Likewise, as part of the required HIPAA risk assessment and risk analysis, providers should use the similar parameters expressed in Dodd-Frank in relation to HIPAA. For example, 45 CFR 164.506(a) is Standard (meaning not optional) and relates to permitted uses and disclosures "[f]or the sale, transfer, merger, or consolidation of all or part of the covered entity and for related due diligence as described in paragraph 45 CFR 164.501(6)(iv) of the definition of health care operations [(iv): the sale, transfer, merger, or consolidation of all or part of the covered entity with another covered entity, or an entity that following such activity will become a covered entity and due diligence related to such activity will become a covered entity and due diligence related to such activity] and pursuant to 45 CFR 164.506(a) [Standard: Permitted uses and disclosures]." Accordingly, whether part of a merger, acquisition, or joint venture transaction, or a portion of a HIPAA risk assessment, providers should specifically address the following:
• Data integrity in relation to the Privacy, Security and Breach Notification Rules, with an emphasis on integrity, confidentiality and access;
• Making sure all of the Standard, Required, and Addressable areas of the CFR in relation to HIPAA have been investigated and documented;
• There is no accepted "HIPAA CERTIFICATION" as expressed in the Final Rule (Jan. 25, 2013), but ascertaining compliance with all the areas associated with HIPAA, along with reasonable assurances from other covered entities, business associates, and subcontractors is mandatory; and
• Ascertaining other material factors.
One item that would be considered a material factor is a business associate's compliance with HIPAA. For example, is a HIPAA consulting company relying on Evernote? Evernote is a company which provides cloud services syncing information across multiple devices and medium. A quick search on the Internet reveals why multiple sources and experts have gleaned that this service is not HIPAA compliant. For example, there are a multitude of windows and channels, and the only identified way to secure data is to keep the notes completely offline. Yet, one has to go online to access the information and there are other HIPAA compliance requirements once the information is downloaded.

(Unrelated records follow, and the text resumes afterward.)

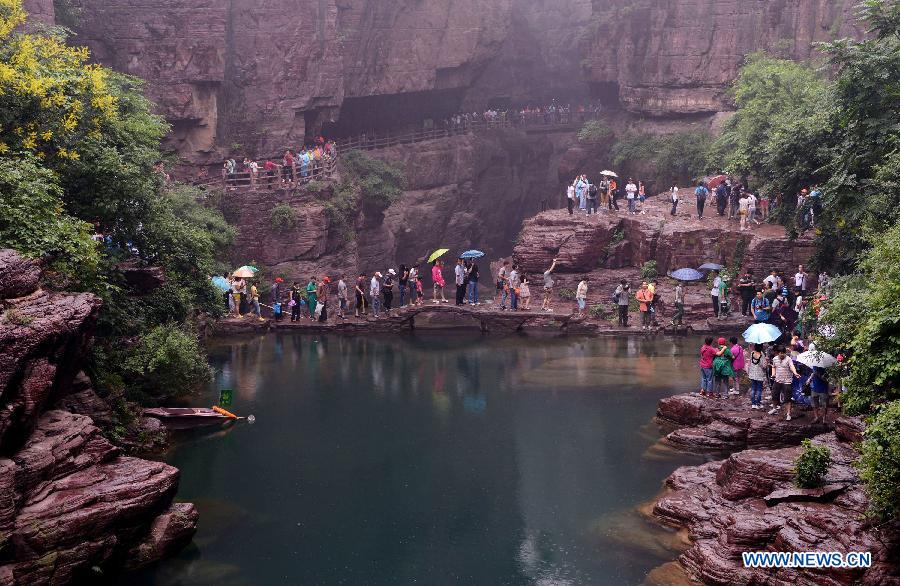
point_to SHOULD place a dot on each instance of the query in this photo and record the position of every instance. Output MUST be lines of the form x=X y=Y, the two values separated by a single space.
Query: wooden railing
x=280 y=177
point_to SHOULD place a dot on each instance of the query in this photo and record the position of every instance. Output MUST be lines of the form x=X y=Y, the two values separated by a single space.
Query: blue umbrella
x=686 y=275
x=221 y=283
x=761 y=333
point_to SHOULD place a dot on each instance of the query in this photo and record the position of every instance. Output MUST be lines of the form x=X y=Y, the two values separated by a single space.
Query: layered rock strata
x=70 y=500
x=748 y=502
x=266 y=75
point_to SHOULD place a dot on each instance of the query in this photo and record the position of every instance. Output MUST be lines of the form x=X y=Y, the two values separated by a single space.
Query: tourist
x=387 y=290
x=514 y=284
x=548 y=287
x=437 y=278
x=737 y=363
x=287 y=167
x=360 y=290
x=322 y=296
x=722 y=369
x=756 y=372
x=724 y=300
x=644 y=297
x=294 y=303
x=473 y=282
x=503 y=284
x=819 y=389
x=375 y=293
x=751 y=209
x=460 y=273
x=746 y=289
x=524 y=294
x=714 y=293
x=276 y=290
x=621 y=299
x=237 y=289
x=707 y=355
x=414 y=292
x=701 y=192
x=254 y=301
x=581 y=192
x=801 y=280
x=783 y=372
x=604 y=194
x=581 y=296
x=270 y=172
x=592 y=193
x=614 y=194
x=311 y=301
x=743 y=211
x=630 y=195
x=722 y=193
x=679 y=304
x=342 y=297
x=229 y=300
x=570 y=197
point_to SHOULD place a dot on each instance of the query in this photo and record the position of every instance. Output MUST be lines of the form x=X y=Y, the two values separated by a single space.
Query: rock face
x=748 y=503
x=266 y=75
x=462 y=192
x=608 y=247
x=69 y=500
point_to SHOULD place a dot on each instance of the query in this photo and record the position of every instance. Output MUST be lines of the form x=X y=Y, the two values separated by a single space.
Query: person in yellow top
x=254 y=300
x=644 y=297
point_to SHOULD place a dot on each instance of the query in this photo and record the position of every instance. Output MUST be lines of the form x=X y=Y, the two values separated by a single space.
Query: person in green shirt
x=722 y=369
x=311 y=288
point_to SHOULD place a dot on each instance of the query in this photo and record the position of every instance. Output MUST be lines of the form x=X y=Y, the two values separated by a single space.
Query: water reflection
x=431 y=459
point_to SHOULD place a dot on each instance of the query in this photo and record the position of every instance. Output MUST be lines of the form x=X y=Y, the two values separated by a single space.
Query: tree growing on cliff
x=79 y=147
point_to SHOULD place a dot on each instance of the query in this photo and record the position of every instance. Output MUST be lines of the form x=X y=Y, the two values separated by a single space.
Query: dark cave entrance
x=394 y=113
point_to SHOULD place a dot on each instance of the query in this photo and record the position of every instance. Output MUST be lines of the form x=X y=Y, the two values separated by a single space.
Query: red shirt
x=707 y=354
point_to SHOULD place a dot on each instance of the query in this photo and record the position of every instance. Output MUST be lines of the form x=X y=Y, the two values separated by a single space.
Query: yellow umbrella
x=438 y=254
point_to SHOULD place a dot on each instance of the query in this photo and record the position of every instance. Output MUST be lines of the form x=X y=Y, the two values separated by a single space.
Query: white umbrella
x=815 y=358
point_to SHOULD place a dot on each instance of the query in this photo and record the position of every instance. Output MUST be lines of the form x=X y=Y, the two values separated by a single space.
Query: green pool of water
x=431 y=459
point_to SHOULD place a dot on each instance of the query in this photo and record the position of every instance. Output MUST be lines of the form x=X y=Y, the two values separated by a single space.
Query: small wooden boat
x=188 y=416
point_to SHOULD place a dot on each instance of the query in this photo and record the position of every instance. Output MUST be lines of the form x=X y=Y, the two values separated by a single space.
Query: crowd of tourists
x=553 y=113
x=588 y=196
x=726 y=365
x=736 y=202
x=309 y=162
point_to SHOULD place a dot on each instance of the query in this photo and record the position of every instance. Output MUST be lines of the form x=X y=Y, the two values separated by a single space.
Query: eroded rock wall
x=256 y=77
x=69 y=499
x=469 y=191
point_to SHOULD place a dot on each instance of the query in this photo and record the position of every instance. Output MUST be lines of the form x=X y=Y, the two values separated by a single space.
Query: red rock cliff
x=263 y=75
x=69 y=500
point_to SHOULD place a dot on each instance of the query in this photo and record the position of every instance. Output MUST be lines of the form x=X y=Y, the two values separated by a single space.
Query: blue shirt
x=760 y=308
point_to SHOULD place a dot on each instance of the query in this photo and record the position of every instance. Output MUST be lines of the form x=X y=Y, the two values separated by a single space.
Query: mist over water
x=431 y=459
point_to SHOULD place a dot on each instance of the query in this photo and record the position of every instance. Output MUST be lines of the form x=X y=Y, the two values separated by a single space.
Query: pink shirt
x=436 y=276
x=738 y=352
x=707 y=354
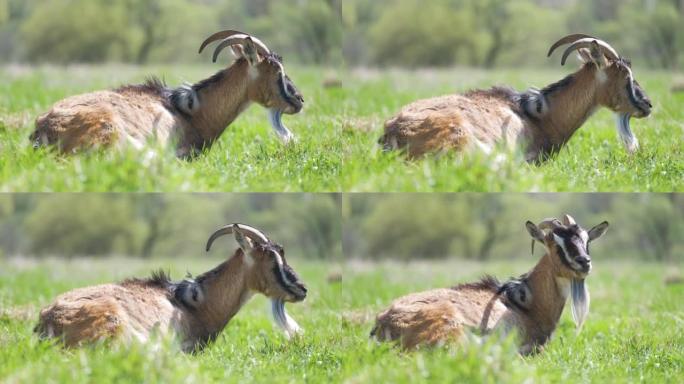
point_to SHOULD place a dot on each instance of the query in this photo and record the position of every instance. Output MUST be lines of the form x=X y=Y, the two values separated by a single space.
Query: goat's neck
x=548 y=299
x=571 y=102
x=221 y=101
x=225 y=289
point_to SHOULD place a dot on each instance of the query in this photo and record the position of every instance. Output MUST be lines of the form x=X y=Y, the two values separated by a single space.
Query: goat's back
x=438 y=316
x=104 y=119
x=453 y=122
x=106 y=311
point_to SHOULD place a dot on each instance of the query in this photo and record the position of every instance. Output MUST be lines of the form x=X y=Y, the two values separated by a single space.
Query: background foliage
x=491 y=226
x=159 y=31
x=170 y=225
x=491 y=33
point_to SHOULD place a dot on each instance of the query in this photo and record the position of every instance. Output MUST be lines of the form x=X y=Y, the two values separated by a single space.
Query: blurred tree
x=94 y=30
x=314 y=28
x=77 y=225
x=416 y=33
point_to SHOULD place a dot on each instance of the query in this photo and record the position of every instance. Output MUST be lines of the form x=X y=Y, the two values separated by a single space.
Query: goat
x=539 y=121
x=190 y=117
x=196 y=310
x=532 y=304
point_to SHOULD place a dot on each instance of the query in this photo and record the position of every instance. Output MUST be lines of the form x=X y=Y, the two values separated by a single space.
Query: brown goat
x=531 y=304
x=190 y=117
x=196 y=310
x=539 y=121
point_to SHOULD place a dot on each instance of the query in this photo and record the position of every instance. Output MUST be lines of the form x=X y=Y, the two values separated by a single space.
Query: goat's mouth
x=275 y=117
x=624 y=130
x=283 y=320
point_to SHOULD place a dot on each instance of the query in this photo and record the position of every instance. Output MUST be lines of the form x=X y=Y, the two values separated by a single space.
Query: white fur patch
x=249 y=261
x=563 y=285
x=601 y=76
x=253 y=72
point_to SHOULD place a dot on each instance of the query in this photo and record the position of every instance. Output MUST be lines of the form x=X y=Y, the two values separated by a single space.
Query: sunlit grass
x=633 y=333
x=594 y=159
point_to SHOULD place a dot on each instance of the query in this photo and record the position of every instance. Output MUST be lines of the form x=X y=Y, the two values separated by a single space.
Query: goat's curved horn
x=251 y=232
x=567 y=40
x=568 y=220
x=551 y=223
x=262 y=49
x=219 y=36
x=606 y=49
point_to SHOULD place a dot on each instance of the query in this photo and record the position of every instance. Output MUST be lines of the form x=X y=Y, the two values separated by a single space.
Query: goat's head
x=617 y=88
x=269 y=86
x=267 y=271
x=567 y=244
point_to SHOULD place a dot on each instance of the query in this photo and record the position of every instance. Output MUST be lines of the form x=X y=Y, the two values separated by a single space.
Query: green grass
x=634 y=332
x=594 y=159
x=337 y=132
x=248 y=156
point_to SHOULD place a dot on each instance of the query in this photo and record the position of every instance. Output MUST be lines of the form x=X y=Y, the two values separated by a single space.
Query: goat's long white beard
x=580 y=301
x=284 y=321
x=628 y=139
x=275 y=118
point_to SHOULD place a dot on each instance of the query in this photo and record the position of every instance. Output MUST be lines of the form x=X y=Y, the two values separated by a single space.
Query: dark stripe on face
x=288 y=274
x=285 y=93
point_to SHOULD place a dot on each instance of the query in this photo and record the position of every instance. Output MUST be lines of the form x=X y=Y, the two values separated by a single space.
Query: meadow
x=593 y=160
x=634 y=332
x=248 y=156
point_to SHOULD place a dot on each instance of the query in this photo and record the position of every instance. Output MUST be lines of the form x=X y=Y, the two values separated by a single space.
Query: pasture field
x=593 y=160
x=634 y=332
x=337 y=131
x=248 y=156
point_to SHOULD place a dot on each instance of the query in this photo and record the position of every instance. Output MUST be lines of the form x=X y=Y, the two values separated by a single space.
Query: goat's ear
x=598 y=231
x=584 y=55
x=534 y=231
x=596 y=55
x=243 y=241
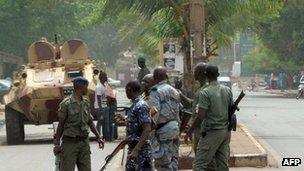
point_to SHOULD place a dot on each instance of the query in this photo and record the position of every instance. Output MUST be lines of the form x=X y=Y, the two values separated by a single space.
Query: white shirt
x=99 y=91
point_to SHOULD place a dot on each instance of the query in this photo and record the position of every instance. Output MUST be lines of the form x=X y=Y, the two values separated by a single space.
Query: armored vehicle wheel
x=14 y=126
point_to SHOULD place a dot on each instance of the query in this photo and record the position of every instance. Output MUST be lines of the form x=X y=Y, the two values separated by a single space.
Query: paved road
x=36 y=154
x=277 y=121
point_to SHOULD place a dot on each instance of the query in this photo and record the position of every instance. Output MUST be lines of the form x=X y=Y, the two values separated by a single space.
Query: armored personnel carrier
x=39 y=86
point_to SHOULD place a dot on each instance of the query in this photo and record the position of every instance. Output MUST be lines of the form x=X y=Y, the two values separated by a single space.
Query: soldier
x=146 y=85
x=143 y=68
x=100 y=104
x=138 y=129
x=74 y=126
x=165 y=99
x=200 y=76
x=214 y=101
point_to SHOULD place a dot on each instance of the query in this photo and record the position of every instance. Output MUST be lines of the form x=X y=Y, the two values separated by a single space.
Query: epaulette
x=65 y=100
x=154 y=88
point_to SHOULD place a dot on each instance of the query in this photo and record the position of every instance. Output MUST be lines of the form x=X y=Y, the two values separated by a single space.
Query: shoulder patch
x=154 y=88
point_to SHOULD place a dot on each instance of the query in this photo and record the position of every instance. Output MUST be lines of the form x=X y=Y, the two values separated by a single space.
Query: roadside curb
x=251 y=159
x=257 y=159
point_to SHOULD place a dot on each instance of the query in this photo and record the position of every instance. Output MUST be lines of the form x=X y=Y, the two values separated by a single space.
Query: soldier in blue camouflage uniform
x=138 y=129
x=165 y=99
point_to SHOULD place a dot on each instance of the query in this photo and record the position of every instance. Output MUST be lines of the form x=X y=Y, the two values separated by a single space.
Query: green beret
x=141 y=58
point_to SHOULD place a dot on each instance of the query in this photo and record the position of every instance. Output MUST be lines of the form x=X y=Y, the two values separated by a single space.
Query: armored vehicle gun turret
x=39 y=86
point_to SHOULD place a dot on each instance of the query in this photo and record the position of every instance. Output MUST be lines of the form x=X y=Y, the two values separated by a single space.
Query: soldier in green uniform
x=143 y=68
x=214 y=102
x=75 y=123
x=165 y=100
x=200 y=76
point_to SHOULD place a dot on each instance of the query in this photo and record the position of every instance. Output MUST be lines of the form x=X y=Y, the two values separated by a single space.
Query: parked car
x=225 y=81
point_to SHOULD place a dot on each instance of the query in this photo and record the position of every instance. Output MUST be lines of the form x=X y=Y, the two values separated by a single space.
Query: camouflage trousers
x=143 y=162
x=195 y=137
x=213 y=148
x=169 y=159
x=75 y=153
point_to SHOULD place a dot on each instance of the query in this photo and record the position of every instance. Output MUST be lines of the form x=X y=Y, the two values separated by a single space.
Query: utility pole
x=196 y=22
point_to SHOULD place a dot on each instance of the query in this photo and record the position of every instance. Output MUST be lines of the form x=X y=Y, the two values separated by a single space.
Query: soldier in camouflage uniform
x=74 y=126
x=214 y=101
x=146 y=84
x=138 y=129
x=143 y=68
x=165 y=99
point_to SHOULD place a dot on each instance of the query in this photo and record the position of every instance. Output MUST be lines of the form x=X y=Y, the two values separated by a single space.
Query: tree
x=161 y=19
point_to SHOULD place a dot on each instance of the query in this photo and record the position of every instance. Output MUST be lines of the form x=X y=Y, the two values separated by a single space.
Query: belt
x=132 y=144
x=162 y=125
x=74 y=139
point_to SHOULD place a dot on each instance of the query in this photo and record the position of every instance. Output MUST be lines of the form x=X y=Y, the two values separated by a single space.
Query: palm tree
x=159 y=19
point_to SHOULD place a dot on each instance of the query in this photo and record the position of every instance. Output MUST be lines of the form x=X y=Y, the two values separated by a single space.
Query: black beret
x=80 y=80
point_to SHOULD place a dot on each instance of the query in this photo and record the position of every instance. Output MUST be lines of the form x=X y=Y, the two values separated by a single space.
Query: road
x=36 y=154
x=276 y=121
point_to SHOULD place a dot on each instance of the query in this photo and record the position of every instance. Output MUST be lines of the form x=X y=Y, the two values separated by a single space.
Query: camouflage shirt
x=137 y=116
x=166 y=100
x=142 y=72
x=215 y=99
x=196 y=101
x=77 y=116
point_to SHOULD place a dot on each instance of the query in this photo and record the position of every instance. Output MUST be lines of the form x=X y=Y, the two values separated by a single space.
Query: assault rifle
x=120 y=146
x=232 y=110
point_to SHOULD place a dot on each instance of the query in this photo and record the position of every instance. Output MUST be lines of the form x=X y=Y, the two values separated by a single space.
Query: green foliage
x=163 y=19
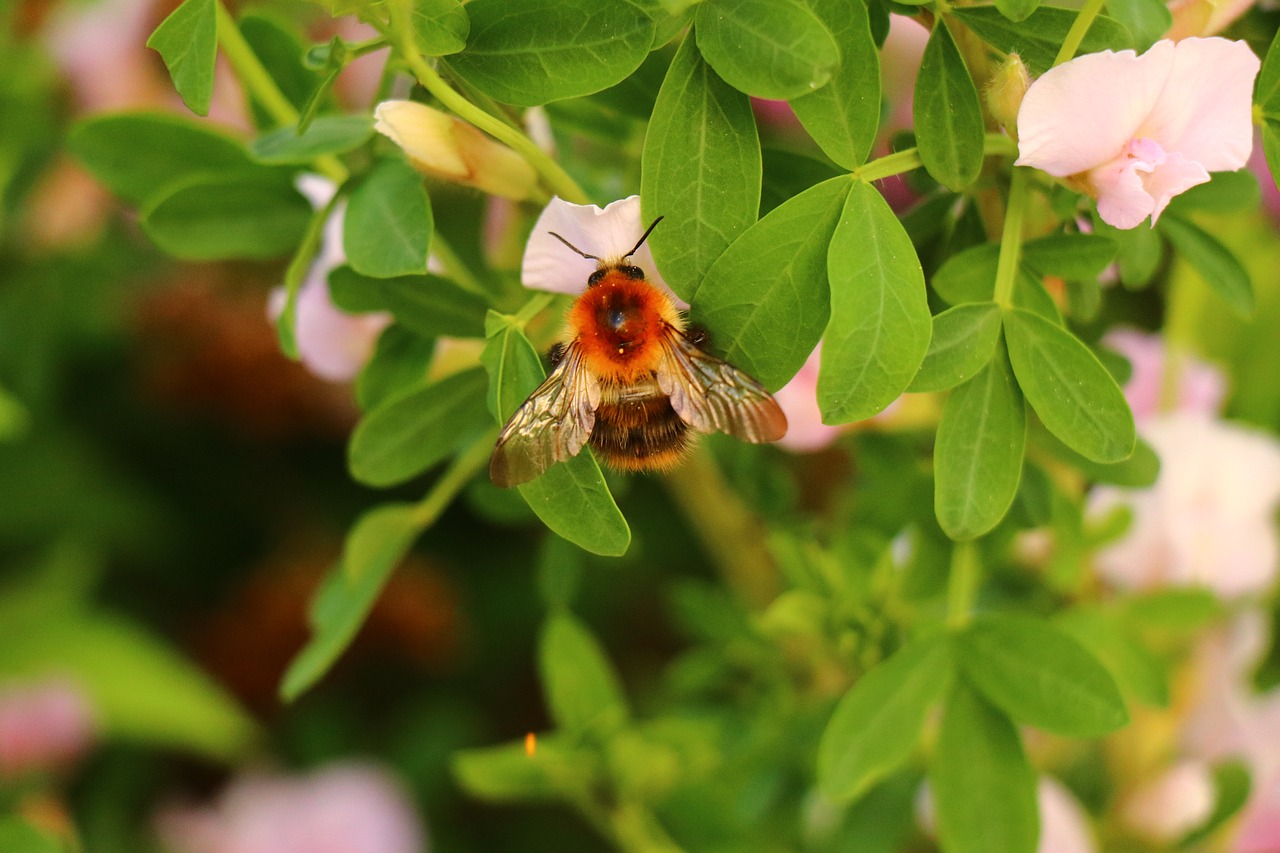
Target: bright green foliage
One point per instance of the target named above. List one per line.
(700, 170)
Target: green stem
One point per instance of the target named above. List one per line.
(457, 475)
(557, 179)
(1080, 26)
(1011, 240)
(961, 584)
(256, 80)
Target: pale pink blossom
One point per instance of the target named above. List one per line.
(342, 808)
(1210, 518)
(1136, 131)
(44, 725)
(1168, 807)
(1200, 387)
(332, 343)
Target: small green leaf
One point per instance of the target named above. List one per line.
(766, 300)
(374, 547)
(947, 113)
(880, 316)
(1038, 39)
(581, 688)
(140, 154)
(963, 340)
(1041, 676)
(214, 218)
(325, 135)
(700, 169)
(983, 787)
(388, 227)
(187, 40)
(1069, 388)
(878, 723)
(978, 455)
(440, 27)
(1216, 264)
(842, 115)
(416, 429)
(775, 49)
(530, 51)
(571, 497)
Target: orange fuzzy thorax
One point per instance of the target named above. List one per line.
(618, 323)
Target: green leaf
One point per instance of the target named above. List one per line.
(1146, 19)
(375, 544)
(700, 170)
(947, 113)
(400, 361)
(1069, 388)
(878, 723)
(1070, 256)
(531, 51)
(983, 787)
(963, 341)
(581, 688)
(387, 231)
(571, 498)
(1038, 39)
(766, 300)
(140, 154)
(978, 455)
(1216, 264)
(842, 115)
(214, 218)
(775, 49)
(416, 429)
(325, 135)
(1041, 676)
(880, 316)
(187, 41)
(440, 27)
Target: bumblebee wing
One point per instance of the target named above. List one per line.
(713, 396)
(549, 427)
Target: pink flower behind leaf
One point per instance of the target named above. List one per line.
(1136, 131)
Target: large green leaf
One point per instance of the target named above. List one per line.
(880, 316)
(776, 49)
(533, 51)
(1041, 676)
(947, 113)
(416, 429)
(978, 455)
(983, 787)
(766, 300)
(700, 169)
(844, 114)
(187, 40)
(1069, 388)
(878, 723)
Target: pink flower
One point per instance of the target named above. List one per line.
(1201, 387)
(1208, 519)
(42, 726)
(343, 808)
(1136, 131)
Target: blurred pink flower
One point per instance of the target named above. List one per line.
(1208, 519)
(1201, 387)
(332, 343)
(1136, 131)
(342, 808)
(44, 725)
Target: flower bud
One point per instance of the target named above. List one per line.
(1005, 92)
(449, 149)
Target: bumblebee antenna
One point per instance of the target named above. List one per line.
(580, 251)
(643, 237)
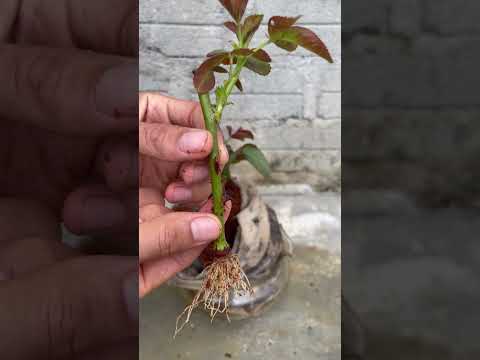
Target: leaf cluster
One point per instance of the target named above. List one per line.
(247, 152)
(282, 31)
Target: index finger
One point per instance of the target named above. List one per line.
(108, 26)
(158, 108)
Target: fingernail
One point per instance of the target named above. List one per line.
(193, 141)
(117, 91)
(193, 173)
(205, 229)
(103, 212)
(130, 295)
(180, 193)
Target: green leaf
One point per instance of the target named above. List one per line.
(289, 37)
(260, 67)
(220, 93)
(241, 134)
(239, 85)
(262, 55)
(230, 25)
(250, 26)
(220, 70)
(203, 78)
(242, 52)
(236, 8)
(255, 157)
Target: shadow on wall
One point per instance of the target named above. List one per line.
(410, 175)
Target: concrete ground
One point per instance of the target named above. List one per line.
(304, 322)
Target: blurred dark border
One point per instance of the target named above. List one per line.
(410, 176)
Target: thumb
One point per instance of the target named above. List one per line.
(69, 308)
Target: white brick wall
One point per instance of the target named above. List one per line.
(283, 109)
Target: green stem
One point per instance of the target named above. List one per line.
(214, 171)
(212, 121)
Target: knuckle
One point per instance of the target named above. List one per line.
(166, 237)
(156, 139)
(63, 322)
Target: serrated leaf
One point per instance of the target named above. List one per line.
(262, 55)
(289, 37)
(230, 25)
(242, 134)
(277, 23)
(310, 41)
(286, 45)
(220, 70)
(236, 8)
(250, 26)
(260, 67)
(242, 52)
(239, 85)
(204, 79)
(255, 157)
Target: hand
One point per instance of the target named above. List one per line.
(67, 82)
(174, 148)
(56, 303)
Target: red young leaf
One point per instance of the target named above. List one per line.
(242, 52)
(236, 8)
(230, 25)
(220, 70)
(226, 61)
(289, 37)
(242, 134)
(262, 55)
(286, 45)
(239, 85)
(260, 67)
(251, 25)
(310, 41)
(203, 79)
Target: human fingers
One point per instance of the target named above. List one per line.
(179, 192)
(96, 209)
(151, 205)
(153, 273)
(67, 90)
(69, 308)
(176, 232)
(173, 143)
(158, 108)
(29, 254)
(117, 162)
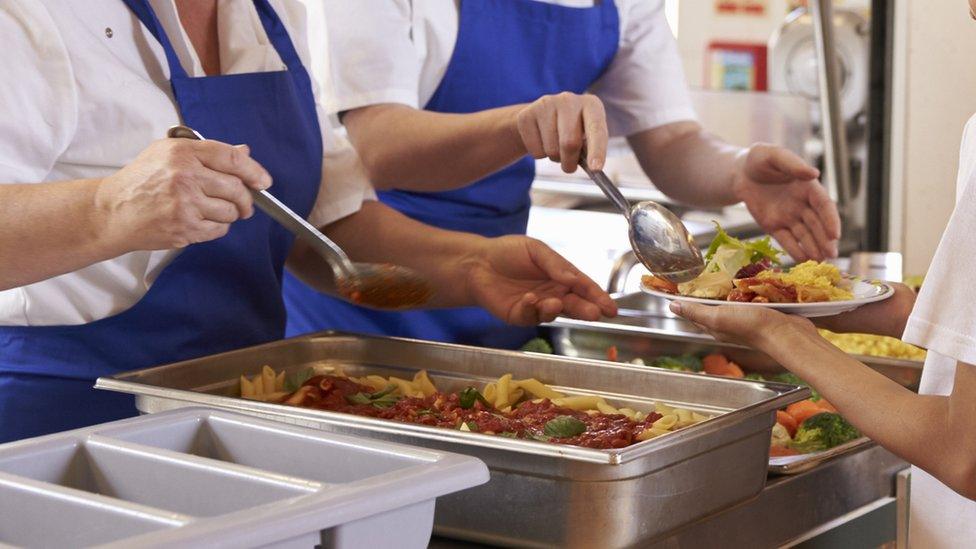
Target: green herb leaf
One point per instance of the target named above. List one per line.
(469, 396)
(380, 399)
(296, 380)
(564, 427)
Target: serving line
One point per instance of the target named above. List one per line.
(660, 485)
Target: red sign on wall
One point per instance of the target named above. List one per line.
(741, 7)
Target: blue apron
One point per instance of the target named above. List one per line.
(214, 296)
(507, 52)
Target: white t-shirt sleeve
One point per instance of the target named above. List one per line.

Then, the value of Evernote is lost, as it basically becomes a text editor.
Another area related to material factors is whether or not the cloud service is a public cloud, a private cloud, or a hybrid cloud. This can have a substantial impact on HIPAA compliance with the requisite standards.
In sum, due diligence is essential in a multitude of situations. Performing adequate due diligence now can lead to a reduced risk of noncompliance and higher (or lower) valuations for companies occupying a variety of spaces.